Sem fazer menção explícita às declarações de Trump, Botim tem sacado peito pelo peso económico e o compromisso do grupo bancário espanhol no país norte-americano, apresentando a operação não como uma invasão estrangeira, sina como um fortalecimento do tecido financeiro local.
"Somos um banco estadounidense. Estamos a combinar dois bancos estadounidenses", tem sentenciado.

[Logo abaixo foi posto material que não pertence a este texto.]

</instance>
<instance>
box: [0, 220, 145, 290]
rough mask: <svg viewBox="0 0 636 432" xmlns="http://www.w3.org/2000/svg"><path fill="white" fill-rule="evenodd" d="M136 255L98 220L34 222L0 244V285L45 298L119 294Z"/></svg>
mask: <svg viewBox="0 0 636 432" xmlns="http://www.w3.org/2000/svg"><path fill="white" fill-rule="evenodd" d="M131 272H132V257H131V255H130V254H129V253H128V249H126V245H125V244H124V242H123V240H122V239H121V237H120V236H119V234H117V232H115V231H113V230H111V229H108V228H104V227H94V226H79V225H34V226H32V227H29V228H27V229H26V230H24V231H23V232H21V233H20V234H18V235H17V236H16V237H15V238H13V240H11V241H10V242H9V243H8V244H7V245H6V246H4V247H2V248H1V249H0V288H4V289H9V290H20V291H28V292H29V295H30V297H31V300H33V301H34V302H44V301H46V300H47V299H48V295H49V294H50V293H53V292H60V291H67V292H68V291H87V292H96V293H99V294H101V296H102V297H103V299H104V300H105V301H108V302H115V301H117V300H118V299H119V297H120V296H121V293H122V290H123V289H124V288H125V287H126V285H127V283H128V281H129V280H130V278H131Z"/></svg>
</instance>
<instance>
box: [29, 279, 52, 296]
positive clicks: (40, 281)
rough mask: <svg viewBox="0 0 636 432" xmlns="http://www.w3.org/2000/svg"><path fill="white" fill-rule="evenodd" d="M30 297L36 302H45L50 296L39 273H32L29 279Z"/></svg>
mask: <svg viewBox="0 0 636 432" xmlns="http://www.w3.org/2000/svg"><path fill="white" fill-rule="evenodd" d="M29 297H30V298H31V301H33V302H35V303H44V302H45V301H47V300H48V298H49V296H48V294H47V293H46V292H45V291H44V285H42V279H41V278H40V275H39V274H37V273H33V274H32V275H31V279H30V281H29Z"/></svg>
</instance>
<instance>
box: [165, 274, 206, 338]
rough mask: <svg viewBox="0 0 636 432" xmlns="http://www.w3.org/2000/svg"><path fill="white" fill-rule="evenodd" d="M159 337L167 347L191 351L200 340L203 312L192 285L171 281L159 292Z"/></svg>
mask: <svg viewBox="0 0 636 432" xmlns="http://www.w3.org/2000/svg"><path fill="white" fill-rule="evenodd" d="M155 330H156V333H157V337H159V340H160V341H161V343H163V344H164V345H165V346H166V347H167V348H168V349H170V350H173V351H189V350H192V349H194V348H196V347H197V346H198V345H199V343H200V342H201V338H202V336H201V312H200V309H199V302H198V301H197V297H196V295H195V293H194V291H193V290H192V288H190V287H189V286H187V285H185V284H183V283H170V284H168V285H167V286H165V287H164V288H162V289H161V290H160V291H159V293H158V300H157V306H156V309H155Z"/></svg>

Estados Unidos receberá milhares de milhões de investimento
Segundo tem explicado a presidenta do Grupo Santander, a integração de Webster permitirá reforçar a concorrência no sistema financeiro estadounidense e oferecer melhores condições a particulares e empresas.
"Estamos a trazer 12.000 milhões aos Estados Unidos, onde vamos fazer um banco mais competitivo para nossos clientes", tem argumentado. Ademais, confirmou que a marca Webster manter-se-á, ao menos inicialmente, enquanto se desenvolve o processo de integração.
Um banco com 300.000 milhões de dólares em ativos
Botim tem destaco a dimensão estratégica da operação, sublinhando que não resulta habitual adquirir uma entidade do tamanho de Webster. "Webster é um grande banco e não é fácil comprar grandes bancos", tem afirmado durante a entrevista. O megabanco resultante gerirá ao redor de 300.000 milhões de dólares em ativos, reforçando a presença de Santander num de seus mercados prioritários.
"Dantes de casar-te, sais com alguém e o conheces com o tempo. Isso é o que fizemos John Ciulla (CEO de Webster) e eu. Conhecemos-nos durante três anos. Quando estiveram prontos para dar o passo, eu estava ali", comenta, transmitindo a compra não tem sido uma decisão improvisada, sina o resultado de vários anos de contactos entre ambas entidades.